Carson waves a hand. “That’s nothing. Chan’s fourteen years younger than me.” He smiles at a memory. “I was so jealous when she was born and took all my mother’s attention. Then she did the big brother idolatry trick and won me over.”
“How old is she now?” I ask, more interested in figuring out Carson’s age than his sister’s.
“Sixteen,” he says. “Jeez, that means I’ll be thirty-one soon. Gettin’ old,” he jokes, shaking his head. “Are you and your sister close?”
“Bethy’s my best friend, always has been. We never had that sibling rivalry, even though our mother was never very, well, mommy-like. I think we compensated for that by creating this intense bond. Bethy lives in California now with her husband and my niece.

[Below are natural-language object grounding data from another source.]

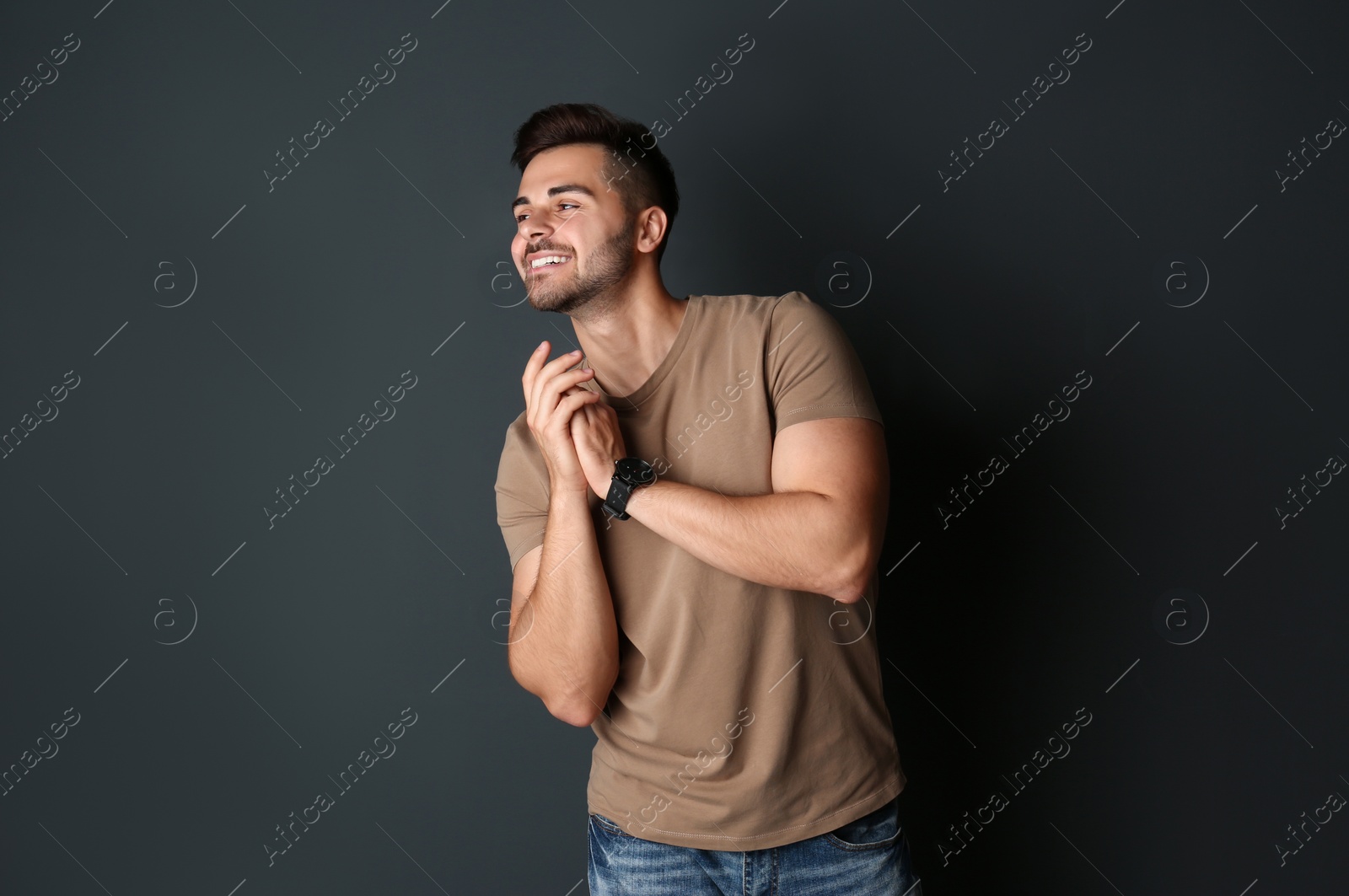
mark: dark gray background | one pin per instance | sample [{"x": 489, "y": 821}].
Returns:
[{"x": 139, "y": 509}]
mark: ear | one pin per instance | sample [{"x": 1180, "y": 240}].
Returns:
[{"x": 651, "y": 227}]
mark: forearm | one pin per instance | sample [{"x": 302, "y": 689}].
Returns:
[
  {"x": 564, "y": 641},
  {"x": 799, "y": 540}
]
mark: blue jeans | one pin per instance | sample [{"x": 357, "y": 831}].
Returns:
[{"x": 867, "y": 857}]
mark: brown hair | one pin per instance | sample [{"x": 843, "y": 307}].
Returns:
[{"x": 652, "y": 180}]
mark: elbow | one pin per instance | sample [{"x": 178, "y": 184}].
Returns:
[
  {"x": 575, "y": 714},
  {"x": 852, "y": 583}
]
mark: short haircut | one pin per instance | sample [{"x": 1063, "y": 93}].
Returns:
[{"x": 642, "y": 174}]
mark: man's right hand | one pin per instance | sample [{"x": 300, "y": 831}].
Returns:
[{"x": 551, "y": 399}]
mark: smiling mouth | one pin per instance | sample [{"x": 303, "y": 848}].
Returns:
[{"x": 550, "y": 265}]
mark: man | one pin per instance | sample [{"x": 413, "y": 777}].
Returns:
[{"x": 694, "y": 503}]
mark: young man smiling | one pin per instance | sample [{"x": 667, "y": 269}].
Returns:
[{"x": 710, "y": 622}]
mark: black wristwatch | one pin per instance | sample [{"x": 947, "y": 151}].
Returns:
[{"x": 629, "y": 474}]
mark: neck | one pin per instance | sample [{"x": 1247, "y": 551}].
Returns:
[{"x": 632, "y": 338}]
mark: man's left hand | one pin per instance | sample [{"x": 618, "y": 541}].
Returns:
[{"x": 599, "y": 443}]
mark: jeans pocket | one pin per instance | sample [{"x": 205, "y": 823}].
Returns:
[
  {"x": 879, "y": 829},
  {"x": 607, "y": 826}
]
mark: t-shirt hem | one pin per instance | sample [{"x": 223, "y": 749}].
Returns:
[{"x": 782, "y": 837}]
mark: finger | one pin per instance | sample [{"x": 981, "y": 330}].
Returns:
[
  {"x": 568, "y": 406},
  {"x": 550, "y": 389},
  {"x": 532, "y": 368},
  {"x": 544, "y": 370}
]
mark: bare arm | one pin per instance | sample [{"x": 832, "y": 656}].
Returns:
[
  {"x": 820, "y": 530},
  {"x": 563, "y": 635}
]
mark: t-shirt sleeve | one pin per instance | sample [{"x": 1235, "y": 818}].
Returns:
[
  {"x": 811, "y": 368},
  {"x": 521, "y": 493}
]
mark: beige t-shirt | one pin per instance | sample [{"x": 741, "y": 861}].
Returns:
[{"x": 744, "y": 716}]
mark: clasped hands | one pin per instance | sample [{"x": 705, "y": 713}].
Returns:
[{"x": 577, "y": 432}]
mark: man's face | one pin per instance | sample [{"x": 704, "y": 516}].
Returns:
[{"x": 564, "y": 211}]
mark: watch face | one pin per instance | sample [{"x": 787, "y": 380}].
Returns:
[{"x": 637, "y": 469}]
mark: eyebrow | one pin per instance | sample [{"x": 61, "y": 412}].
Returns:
[{"x": 555, "y": 190}]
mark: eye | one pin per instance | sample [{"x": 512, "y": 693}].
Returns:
[{"x": 560, "y": 206}]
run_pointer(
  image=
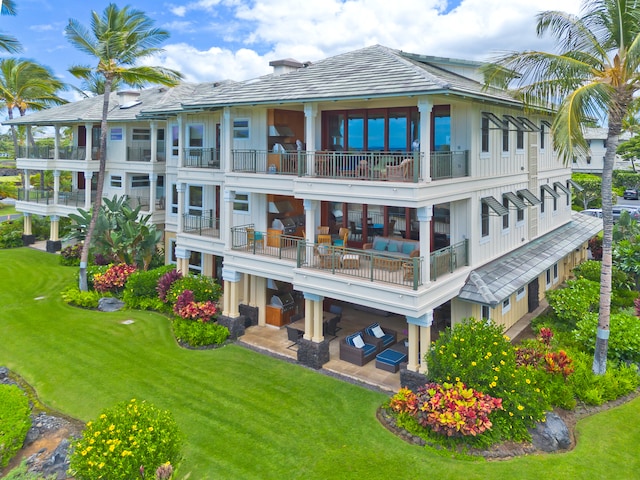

It’s really hard being so far away from her.”
He nods. “It’s hard being far away from Chandler, too.”
“You don’t get home much?” He shakes his head. “But your sister must have come to visit,” I say cheerfully, imagining Carson teaching her how to surf. But he only says “Not yet” as he looks away, back toward the horizon.
We sit quietly for a few minutes, our boards being gently rocked by the current. I look into the blue-grey water, which is clear for quite a few feet below, and a thought suddenly comes to me. “There aren’t any sharks out here, are there?”